Git Product home page Git Product logo

fyle-interview-de-intern's Introduction

Fyle Data Extraction Challenge

Who is this for?

This challenge is meant for candidates who wish to intern at Fyle and work with the ML team.

  • You should be available to start by Sept 7, 2021
  • You should be able to commit to at least 3 months (we strongly prefer 6 months)

Why intern at Fyle?

Fyle is a fast-growing Expense Management SaaS product. We are ~40 strong engineering team at the moment. About 60% of our engineers started off as interns. Interns at Fyle do extremely challenging and impactful work.

People love working at Fyle. Check out our Glassdoor reviews here. You can read stories from our teammates here.

Challenge outline

Under the data directory, you will find 20 receipt directories. Each directory has the following files:

  • An image file that corresponds to a receipt (e.g. data/receipt1/recpu6in7u.jpeg)
  • OCR output that was obtained by running the receipt through AWS Textract (e.g. data/receipt1/ocr.json). You can learn about this file's structure in this document by AWS (link).
  • An expected.json file that contains the receipt amount that should've been extracted

You'll need to fill in a stub function in extract.py called extract_amount that extracts the amount, given the receipt directory. You can choose to extract from the receipt or the ocr.json or combination of both.

Please don't use specific markers in the given receipts in your submission - you need to write a generic solution that works across the test data. You will be disqualified if we see hacks like this.

Local setup

First, fork this repo to your github account (keep it public so it is easy for us to check the submission later).

Then, clone the repo to your laptop.

This codebase requires Python 3.7+. It is recommended to use virtualenv.

Then install all the dependencies.

    pip install -r requirements.txt

You're ready to begin your task.

Your task

Your task is to fix up extract_amount function so that all the tests pass i.e. amounts in all 20 receipts are extracted correctly. You are free to use the receipt image or the AWS Textract output for this purpose - please do not ask us which one to use.

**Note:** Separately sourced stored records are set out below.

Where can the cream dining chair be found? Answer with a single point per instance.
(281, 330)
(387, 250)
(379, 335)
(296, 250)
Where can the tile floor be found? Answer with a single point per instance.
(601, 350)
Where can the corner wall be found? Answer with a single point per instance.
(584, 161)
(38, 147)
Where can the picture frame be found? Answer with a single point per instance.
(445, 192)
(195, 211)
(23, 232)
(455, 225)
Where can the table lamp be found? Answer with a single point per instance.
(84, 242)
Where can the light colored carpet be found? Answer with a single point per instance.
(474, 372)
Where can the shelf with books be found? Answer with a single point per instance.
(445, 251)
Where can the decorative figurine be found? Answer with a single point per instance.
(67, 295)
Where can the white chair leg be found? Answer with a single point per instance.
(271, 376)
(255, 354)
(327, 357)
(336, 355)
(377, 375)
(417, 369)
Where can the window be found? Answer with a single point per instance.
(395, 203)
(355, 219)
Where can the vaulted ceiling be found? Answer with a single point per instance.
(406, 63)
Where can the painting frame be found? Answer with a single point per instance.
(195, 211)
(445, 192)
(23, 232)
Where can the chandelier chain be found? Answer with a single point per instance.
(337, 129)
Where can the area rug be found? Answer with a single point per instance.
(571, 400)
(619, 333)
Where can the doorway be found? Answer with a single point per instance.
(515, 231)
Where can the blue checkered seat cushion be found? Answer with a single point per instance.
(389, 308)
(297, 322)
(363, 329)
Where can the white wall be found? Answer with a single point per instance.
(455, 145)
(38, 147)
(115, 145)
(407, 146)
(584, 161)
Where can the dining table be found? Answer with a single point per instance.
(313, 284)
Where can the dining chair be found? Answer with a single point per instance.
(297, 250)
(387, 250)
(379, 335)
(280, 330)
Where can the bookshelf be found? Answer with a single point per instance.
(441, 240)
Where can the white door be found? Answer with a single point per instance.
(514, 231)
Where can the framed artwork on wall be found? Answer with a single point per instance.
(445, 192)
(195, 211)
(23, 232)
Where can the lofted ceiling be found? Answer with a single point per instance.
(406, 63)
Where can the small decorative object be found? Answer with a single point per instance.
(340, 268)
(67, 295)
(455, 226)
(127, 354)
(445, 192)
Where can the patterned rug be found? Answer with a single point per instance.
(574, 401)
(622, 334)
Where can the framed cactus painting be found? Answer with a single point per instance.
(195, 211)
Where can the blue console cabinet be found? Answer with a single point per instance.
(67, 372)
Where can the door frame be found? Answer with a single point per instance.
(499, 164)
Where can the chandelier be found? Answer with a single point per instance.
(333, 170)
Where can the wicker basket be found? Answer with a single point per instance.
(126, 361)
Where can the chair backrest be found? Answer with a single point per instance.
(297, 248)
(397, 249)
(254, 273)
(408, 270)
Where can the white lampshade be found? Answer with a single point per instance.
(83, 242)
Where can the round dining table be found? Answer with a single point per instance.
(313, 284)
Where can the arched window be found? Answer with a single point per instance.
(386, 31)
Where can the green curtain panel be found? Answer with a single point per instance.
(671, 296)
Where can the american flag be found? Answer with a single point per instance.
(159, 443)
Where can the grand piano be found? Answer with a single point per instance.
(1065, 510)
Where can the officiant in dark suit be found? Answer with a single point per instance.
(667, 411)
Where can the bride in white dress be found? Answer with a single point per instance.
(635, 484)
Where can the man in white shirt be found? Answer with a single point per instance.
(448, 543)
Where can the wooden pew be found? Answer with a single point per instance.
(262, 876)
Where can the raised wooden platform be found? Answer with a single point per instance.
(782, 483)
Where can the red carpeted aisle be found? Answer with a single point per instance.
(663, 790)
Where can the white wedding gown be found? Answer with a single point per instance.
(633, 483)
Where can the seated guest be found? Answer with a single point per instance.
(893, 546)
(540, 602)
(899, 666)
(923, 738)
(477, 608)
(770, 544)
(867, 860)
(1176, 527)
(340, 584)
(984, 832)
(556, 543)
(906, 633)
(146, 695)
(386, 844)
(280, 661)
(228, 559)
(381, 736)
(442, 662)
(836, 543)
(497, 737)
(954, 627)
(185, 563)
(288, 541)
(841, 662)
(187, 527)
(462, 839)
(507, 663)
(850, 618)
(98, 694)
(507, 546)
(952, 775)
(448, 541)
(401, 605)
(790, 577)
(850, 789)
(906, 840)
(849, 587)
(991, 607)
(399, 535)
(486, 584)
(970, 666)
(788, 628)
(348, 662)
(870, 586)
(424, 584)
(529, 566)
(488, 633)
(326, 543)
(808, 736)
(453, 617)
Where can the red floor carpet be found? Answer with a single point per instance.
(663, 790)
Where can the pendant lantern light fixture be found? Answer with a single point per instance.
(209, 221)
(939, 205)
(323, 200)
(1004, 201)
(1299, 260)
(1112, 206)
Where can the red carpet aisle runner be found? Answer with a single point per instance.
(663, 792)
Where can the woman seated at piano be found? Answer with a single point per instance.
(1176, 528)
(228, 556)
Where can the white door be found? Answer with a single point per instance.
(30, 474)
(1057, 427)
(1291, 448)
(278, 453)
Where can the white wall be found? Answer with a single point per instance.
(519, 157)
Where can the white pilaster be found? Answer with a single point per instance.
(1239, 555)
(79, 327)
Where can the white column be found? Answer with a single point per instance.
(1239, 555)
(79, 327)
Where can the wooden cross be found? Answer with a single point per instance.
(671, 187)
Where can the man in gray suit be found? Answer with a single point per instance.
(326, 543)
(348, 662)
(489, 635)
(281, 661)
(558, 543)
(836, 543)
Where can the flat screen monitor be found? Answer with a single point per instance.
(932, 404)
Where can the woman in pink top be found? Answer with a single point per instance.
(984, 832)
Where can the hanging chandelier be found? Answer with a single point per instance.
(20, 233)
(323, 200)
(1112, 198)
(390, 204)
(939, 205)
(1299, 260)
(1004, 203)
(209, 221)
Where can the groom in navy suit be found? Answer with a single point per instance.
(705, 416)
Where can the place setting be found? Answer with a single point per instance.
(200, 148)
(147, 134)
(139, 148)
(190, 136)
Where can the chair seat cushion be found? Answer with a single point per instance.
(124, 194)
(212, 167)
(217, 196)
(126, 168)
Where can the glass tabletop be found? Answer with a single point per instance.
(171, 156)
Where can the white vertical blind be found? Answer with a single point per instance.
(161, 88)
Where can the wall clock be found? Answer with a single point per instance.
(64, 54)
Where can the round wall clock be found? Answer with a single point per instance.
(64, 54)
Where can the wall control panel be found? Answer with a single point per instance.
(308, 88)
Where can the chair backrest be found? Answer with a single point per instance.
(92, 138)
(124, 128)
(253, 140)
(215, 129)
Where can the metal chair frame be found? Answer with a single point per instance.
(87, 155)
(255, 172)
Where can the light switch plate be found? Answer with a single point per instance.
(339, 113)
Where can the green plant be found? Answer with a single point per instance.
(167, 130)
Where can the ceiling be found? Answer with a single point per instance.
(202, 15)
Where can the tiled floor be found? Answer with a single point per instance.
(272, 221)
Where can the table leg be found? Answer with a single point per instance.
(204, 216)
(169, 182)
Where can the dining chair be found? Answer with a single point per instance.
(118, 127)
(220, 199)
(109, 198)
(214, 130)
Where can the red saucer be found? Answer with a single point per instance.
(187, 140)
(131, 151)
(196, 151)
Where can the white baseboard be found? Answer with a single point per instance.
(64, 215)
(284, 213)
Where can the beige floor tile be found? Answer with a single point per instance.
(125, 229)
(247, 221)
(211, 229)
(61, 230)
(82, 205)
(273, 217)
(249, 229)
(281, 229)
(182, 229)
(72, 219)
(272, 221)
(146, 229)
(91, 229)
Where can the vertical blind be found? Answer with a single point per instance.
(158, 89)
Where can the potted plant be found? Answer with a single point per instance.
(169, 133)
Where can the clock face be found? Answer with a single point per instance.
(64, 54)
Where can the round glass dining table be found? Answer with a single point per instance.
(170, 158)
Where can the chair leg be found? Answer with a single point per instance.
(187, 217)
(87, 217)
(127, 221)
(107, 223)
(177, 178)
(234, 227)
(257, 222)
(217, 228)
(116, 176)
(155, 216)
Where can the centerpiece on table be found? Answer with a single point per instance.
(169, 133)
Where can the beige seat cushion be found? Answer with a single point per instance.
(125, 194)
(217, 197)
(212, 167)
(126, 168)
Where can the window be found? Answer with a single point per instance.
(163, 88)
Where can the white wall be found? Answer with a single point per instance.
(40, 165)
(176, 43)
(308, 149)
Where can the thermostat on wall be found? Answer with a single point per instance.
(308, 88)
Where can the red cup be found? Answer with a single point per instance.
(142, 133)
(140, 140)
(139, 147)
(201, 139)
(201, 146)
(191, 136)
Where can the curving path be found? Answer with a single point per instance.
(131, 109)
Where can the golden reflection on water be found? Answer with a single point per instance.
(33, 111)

Once all the tests pass locally, take a screenshot of the successful run with 100% tests passing. Commit and push your code to your repository.

Please do not spend more than 3 hours on this task.

Running tests

Run the tests that validate if your extract_amount is working fine against the test data. You can run all the tests using:

    python -m pytest

You will initially see failures. This is expected since the stub function returns a constant 0.0. The output should look like this.

collected 20 items                                                                                                                                               

test_extract.py::test_extract[./data/receipt8] FAILED                                                                                                                      [  5%]
test_extract.py::test_extract[./data/receipt1] FAILED                                                                                                                      [ 10%]
test_extract.py::test_extract[./data/receipt6] FAILED                                                                                                                      [ 15%]
test_extract.py::test_extract[./data/receipt7] FAILED                                                                                                                      [ 20%]
test_extract.py::test_extract[./data/receipt9] FAILED                                                                                                                      [ 25%]
...

If you'd like to run the test against a single directory, run it like this:

    python -m pytest test_extract.py::test_extract[./data/receipt1]

Once you finish your task successfully, all tests should pass.

Fixing styling

Please run this command to check for any linting errors. You can run this command:

    pylint extract.py

If this shows any warnings or errors, please fix them and commit your changes.

Submission

Once you are done with your task, please use this form to complete your submission.

What happens next?

You will hear back within 48 hours from us via email. We may request for some changes based on reviewing your code.

Subsequently, we will schedule a phone interview with a Fyle Engineer.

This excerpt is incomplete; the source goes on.